A city of fountains

Discover the rich architectural legacy of the city's fountains.

Make a wish and toss the coin. The tradition might be less popular than in the past, but rusty coins still appear at the bottom of the pools around the city’s many fountains.

These fountains, along with the city’s sculptures and statues, form a rich part of Buenos Aires’ eclectic architectural legacy. Many of them have intriguing stories that have seen them moved from place to place, traversing the city. Some were abandoned for a time only to return with new life to recover their original majesty; some that caused scandal in their day are now revered as major works of art.

In total there are 126 public fountains in the city, expressing the duality of the solid and permanent base of sculpture combined with the fluidity and movement of water. Here are some of the highlights to look out for.

Agricultural riches

Where?  Plaza Alemania

Two groups of sculptures form part of a 25m long monument framing the fountain in Plaza Alemania. On represents agriculture and the other livestock farming. Designed in marble and bronze, the monument was a gift from the city’s German community to celebrate the centenary of Argentina’s May Revolution .  The piece was inaugurated in 1918, 8 years after the foundation stone was placed. From the sketches submitted by 122 artists, the winning submission was that of the German Gustav Adolf Bredow, who, it is said, travelled to Greece to choose the blocks of marble in person from Pentelicus. 

The two fountains

Where? Intersection of Av. 9 de Julio and Córdoba

The city had fountains before it even had water! Back in 1870 the simply named Ornamental Fountains I and II, were located in Plaza de Mayo on either side of the May Pyramid, but the fountains were dry because at the time the city still didn’t have a running water supply. The fountains were later separated and then brought together again at their new location. The pieces were commissioned from the French foundry Val D’Osne, which had received the gold medal at the Paris Universal Expo in 1867.

The waterseller and his twin

Where? The Botanical Garden

A young boy offers water to passerby in this city park. L’Acquaiolo, or waterseller, is a bronze fountain create by the Italian artist Vincenzo Gemito. A previous almost identical version of the piece but featuring the child wearing underwear had been given as a gift to the king of Naples, Francesco II. The fountain was originally placed in Plaza San Martín but was moved to the Botanical Garden in 1988 so that it would be safer. There remains a replica of the piece in its original location.

The fountain that caused a scandal

Where? Intersection of Av. Dr. Tristán Achával Rodríguez and Padre M. L. Migone, Southern riverside  

Lola Mora was one of the most important sculptors of her time, and also one of the most controversial, both for the fact that she was a woman, and for her sensuous sculptures themselves. The Nereids fountain, depicting the sea nymphs of Greek myth attending the birth of Venus, was constructed in Italy in 1903 and brought to Buenos Aires. Scandal surrounded it from the start – Mora wore trousers to climb scaffolding around the stone while working in it, leading to a screen being built so that no one could catch a glimpse of a woman in such scandalous attire. The sculpture itself was originally intended as a replacement for the May Pyramid in front of the Casa Rosada but once politicians saw the finished piece with naked nymphs it was decided that such a public location wouldn’t do and it was instead placed behind the Casa Rosada in Parque Colón. All the same, not a single woman attended the inauguration, and after a time the piece was moved to its current location in Puerto Madero, in what was then a quiet, remote area. The piece has since been reappraised, being declared national historical heritage, while the neighbourhood around has become one of the most affluent in the city.

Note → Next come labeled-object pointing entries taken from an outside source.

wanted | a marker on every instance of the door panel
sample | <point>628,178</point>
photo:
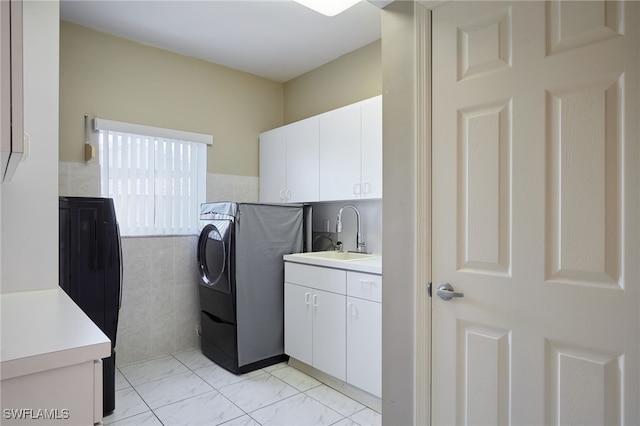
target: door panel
<point>535,213</point>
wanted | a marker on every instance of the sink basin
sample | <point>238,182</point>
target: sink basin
<point>338,255</point>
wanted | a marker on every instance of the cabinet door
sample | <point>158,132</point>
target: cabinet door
<point>273,166</point>
<point>303,176</point>
<point>340,133</point>
<point>372,148</point>
<point>364,345</point>
<point>298,322</point>
<point>329,333</point>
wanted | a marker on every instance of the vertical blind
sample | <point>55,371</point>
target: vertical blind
<point>157,182</point>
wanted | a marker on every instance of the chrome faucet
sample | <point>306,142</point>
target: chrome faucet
<point>361,245</point>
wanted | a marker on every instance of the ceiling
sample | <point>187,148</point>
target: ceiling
<point>275,39</point>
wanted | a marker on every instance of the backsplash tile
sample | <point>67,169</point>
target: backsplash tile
<point>160,306</point>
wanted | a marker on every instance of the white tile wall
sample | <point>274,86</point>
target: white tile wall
<point>160,305</point>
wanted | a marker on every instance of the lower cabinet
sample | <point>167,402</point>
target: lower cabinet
<point>364,345</point>
<point>333,323</point>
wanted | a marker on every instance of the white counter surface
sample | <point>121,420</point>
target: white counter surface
<point>43,330</point>
<point>372,265</point>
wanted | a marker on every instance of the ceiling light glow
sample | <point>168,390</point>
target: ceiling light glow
<point>328,7</point>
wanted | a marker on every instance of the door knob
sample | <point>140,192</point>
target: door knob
<point>445,292</point>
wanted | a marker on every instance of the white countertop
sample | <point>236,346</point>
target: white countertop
<point>43,330</point>
<point>372,265</point>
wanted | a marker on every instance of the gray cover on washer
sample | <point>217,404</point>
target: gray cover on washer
<point>264,233</point>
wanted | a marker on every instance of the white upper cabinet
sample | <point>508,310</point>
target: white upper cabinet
<point>351,151</point>
<point>332,156</point>
<point>289,163</point>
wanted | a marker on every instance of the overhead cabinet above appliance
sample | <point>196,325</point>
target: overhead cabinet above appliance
<point>333,156</point>
<point>289,163</point>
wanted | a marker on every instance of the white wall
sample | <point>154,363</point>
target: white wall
<point>29,215</point>
<point>398,262</point>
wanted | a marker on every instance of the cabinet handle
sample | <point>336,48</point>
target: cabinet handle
<point>353,310</point>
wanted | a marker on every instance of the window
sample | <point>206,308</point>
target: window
<point>155,176</point>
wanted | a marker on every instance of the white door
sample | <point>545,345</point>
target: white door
<point>303,175</point>
<point>535,213</point>
<point>329,333</point>
<point>340,145</point>
<point>273,170</point>
<point>364,345</point>
<point>298,322</point>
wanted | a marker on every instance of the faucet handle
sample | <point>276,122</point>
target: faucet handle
<point>362,243</point>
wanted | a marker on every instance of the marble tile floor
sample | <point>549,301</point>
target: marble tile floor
<point>187,388</point>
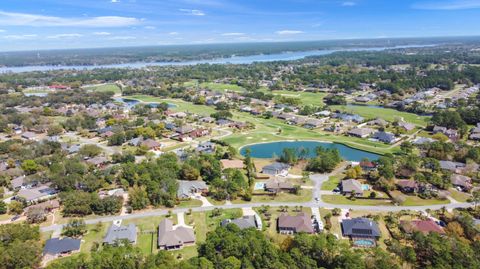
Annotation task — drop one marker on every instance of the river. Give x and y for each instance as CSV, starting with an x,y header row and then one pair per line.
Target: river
x,y
286,56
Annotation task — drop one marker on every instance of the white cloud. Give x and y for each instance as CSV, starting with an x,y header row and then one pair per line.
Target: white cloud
x,y
233,34
102,33
289,32
25,19
348,4
64,36
122,38
447,5
193,12
20,37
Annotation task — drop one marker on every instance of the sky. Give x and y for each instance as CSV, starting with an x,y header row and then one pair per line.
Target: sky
x,y
64,24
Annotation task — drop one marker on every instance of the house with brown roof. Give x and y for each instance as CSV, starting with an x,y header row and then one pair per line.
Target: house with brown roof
x,y
350,186
300,223
171,238
461,182
407,186
423,226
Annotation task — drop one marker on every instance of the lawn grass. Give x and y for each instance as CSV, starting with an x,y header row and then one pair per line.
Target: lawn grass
x,y
459,196
387,114
342,200
104,88
332,182
305,195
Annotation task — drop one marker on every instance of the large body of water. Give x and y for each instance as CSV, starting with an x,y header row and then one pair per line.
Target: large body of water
x,y
268,150
286,56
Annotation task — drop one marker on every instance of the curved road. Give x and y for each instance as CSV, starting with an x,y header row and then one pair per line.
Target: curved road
x,y
318,179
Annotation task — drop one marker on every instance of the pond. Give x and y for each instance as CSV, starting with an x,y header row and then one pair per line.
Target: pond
x,y
268,150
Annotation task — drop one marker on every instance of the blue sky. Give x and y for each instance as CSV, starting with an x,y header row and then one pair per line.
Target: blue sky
x,y
46,24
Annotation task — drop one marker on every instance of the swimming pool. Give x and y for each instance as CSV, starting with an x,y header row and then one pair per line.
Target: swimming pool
x,y
364,243
259,186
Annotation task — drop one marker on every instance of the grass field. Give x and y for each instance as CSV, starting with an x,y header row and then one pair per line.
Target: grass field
x,y
267,129
332,182
459,196
342,200
385,113
105,88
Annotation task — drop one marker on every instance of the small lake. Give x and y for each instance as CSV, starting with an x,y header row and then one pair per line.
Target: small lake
x,y
268,150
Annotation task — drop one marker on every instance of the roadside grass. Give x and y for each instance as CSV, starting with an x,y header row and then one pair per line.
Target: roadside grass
x,y
305,195
332,182
385,113
342,200
459,196
104,88
413,200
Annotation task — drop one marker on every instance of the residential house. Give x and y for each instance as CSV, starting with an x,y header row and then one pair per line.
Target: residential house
x,y
276,169
384,137
300,223
461,182
56,247
362,231
244,222
30,136
35,194
170,238
98,161
378,122
361,132
350,186
406,126
151,144
206,147
407,186
422,226
116,234
188,188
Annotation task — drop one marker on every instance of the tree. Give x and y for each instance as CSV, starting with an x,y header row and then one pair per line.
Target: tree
x,y
75,228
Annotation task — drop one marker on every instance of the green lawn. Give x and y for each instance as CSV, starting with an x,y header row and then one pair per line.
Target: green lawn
x,y
387,114
459,196
105,88
342,200
332,182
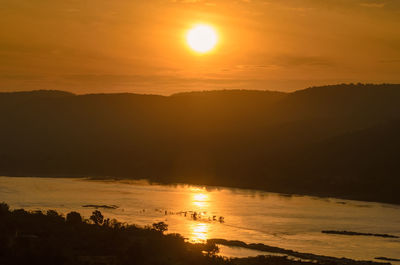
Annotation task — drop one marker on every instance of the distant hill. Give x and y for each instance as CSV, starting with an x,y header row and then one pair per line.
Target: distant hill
x,y
338,140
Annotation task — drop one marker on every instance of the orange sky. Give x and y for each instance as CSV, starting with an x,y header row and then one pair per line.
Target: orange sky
x,y
138,46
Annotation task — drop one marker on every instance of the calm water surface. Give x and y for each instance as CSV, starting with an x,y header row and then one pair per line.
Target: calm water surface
x,y
292,222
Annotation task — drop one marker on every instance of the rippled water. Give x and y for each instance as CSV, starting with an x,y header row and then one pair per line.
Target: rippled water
x,y
292,222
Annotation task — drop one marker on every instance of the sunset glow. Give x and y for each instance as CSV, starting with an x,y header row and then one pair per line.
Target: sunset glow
x,y
202,38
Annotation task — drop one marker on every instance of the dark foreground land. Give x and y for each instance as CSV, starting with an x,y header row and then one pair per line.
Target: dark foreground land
x,y
49,239
338,141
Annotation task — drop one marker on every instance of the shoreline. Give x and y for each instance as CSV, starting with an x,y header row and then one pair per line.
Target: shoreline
x,y
233,187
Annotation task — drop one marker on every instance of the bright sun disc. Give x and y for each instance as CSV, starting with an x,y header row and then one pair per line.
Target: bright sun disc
x,y
202,38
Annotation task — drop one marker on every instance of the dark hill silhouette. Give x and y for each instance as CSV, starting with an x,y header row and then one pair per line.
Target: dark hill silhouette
x,y
287,142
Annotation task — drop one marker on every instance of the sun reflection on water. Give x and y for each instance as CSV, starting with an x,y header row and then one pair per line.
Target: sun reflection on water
x,y
199,232
200,200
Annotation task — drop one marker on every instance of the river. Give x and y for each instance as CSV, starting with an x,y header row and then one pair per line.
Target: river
x,y
200,213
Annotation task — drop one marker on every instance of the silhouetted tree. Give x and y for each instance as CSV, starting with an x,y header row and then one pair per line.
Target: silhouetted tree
x,y
160,227
74,218
97,217
4,208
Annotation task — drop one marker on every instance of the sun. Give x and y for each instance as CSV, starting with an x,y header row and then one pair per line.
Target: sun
x,y
202,38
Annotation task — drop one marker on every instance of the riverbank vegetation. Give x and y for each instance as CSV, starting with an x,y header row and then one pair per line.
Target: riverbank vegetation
x,y
51,238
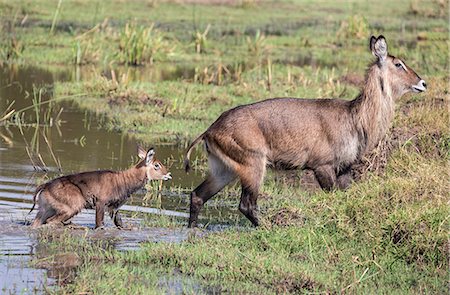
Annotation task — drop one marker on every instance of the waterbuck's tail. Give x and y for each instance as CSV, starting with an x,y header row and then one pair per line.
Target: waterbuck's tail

The mystery decorative fountain

Where? Botanical Garden

Another gem in the Botanical Garden, which as well as boasting more than 5,500 species of flora, also contains 25 works of art spread over its almost 70,000m2. One of them is the simply named Decorative Fountain which shows two children in an embrace around a centre point. No records remain as to the origins of this fountain, which is one of the most attractive in the city, so it has become something of a mystery amid the foliage of the park.

The Little Angels

Where? Intersection of Av. Rivadavia and Rincón

What remains today of the fountain Los Angelitos, the Little Angels, is only the upper part of a larger fountain that originally measured 12 metres and included two figures of Neptune,  Naiads, children, masks, volutes and cartouches. The original structure was dismantled in 1920 in order to place a monument to Christopher Colombus in its place (behind the Casa Rosada in Parque Colón) and the upper part was moved to its current location. Other sections of the fountain were spread throughout the city, but mistakes were made when they were reassembled resulting in differences from the original composition. The piece was constructed in France by Mathurin Moreau and Paul Liénard at Val D’Osne foundry in 1870.

 

Neptune

Where? Av. Figueroa Alcorta and Dorrego

Another piece from that monumental fountain originally located behind the Casa Rosada can be found at the intersection of Figueroa Alcorta and Dorrego in the parks of Palermo. In this case, it’s one of the figures of Neptune (there were two in the original sculpture, one old and one young), in a shell.